Wednesday, September 20, 2006

Unexpected Cheer

It amazes me how little it takes to cheer me up. I've been in a bit of a funk lately, I admit it, and with all I know about the body's relationship to the mind/emotions, it's no surprise to me that the past couple days especially I've not been feeling that well physically. I know the two are connected.

Each night I try to do some kind of writing or meditation exercise designed to end the night on an up-note. Lately it's been writing more often than meditating. And in the morning, I do find that on most days I look forward to the day. Each day does feel full of promise at 7:30 even if by 2:30, I'm a crankpot.

Today I decided I wanted something sweet, so I walked downtown to the new little joint in town that actually reminds me a bit of Petaluma, where we moved from. On my way there I ran into my chiropractor, who is in my age group, actually and one of the very few people I know in this town, and the source of my one good friend that I've made here. We exchanged nothing more than pleasantries, but it was nice to see a familiar face, and one who knows my name, nonetheless. Then I went into the cafe I set out for. I've been in there enough times that one of the owners knows me by sight and greets me warmly. We got to talking even, and had a really nice conversation and I left there realizing that even in this town where I feel so alien still, two people had just recognized and greeted me kindly. That raised my spirits. The "wonder bar" with ice cream that I bought didn't hurt either :)

I walked home, indulged in an episode of Sex and the City before returning to work on the notes for the class I'm teaching tomorrow.


I feel better today.

JPR

3 Comments:

At 6:01 AM, Blogger Myfanwy Collins said...

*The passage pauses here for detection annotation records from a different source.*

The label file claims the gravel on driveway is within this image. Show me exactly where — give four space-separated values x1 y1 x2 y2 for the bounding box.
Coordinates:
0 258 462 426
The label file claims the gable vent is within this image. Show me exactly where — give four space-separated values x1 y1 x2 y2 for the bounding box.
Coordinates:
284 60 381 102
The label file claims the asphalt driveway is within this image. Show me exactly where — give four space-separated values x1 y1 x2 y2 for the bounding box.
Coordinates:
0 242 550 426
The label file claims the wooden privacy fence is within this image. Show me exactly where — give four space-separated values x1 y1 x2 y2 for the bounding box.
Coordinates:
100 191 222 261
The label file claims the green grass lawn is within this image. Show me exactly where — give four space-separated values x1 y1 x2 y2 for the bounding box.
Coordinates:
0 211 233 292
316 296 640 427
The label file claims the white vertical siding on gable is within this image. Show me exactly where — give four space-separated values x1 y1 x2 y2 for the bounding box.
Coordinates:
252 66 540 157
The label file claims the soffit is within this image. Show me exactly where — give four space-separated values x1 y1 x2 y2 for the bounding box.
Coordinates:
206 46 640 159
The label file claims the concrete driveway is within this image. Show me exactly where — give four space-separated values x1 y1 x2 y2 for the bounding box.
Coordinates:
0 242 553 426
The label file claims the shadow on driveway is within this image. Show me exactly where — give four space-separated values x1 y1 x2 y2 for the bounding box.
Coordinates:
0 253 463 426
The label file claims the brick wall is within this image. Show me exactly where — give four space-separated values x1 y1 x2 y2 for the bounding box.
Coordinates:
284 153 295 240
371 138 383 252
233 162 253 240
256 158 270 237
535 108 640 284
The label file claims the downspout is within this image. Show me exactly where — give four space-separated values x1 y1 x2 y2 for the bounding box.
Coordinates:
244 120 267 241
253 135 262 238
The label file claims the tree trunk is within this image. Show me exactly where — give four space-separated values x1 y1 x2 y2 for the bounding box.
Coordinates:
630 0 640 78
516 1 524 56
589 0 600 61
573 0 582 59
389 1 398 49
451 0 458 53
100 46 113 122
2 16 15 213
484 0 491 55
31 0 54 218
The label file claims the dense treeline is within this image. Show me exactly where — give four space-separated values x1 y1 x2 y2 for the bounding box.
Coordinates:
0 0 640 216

Soon you will be writing to tell us of the acceptance. I know this! :)

 
At 6:05 AM, Blogger Jim said...

It will happen, Jordan, and when it does, it will be the editor and publisher who are exactly right for your book.

 
At 10:55 AM, Blogger smart kitty said...

You're a person people will always be happy to see. Didn't that sound like a fortune cookie? Well, it's not. I made it up myself, and it's true.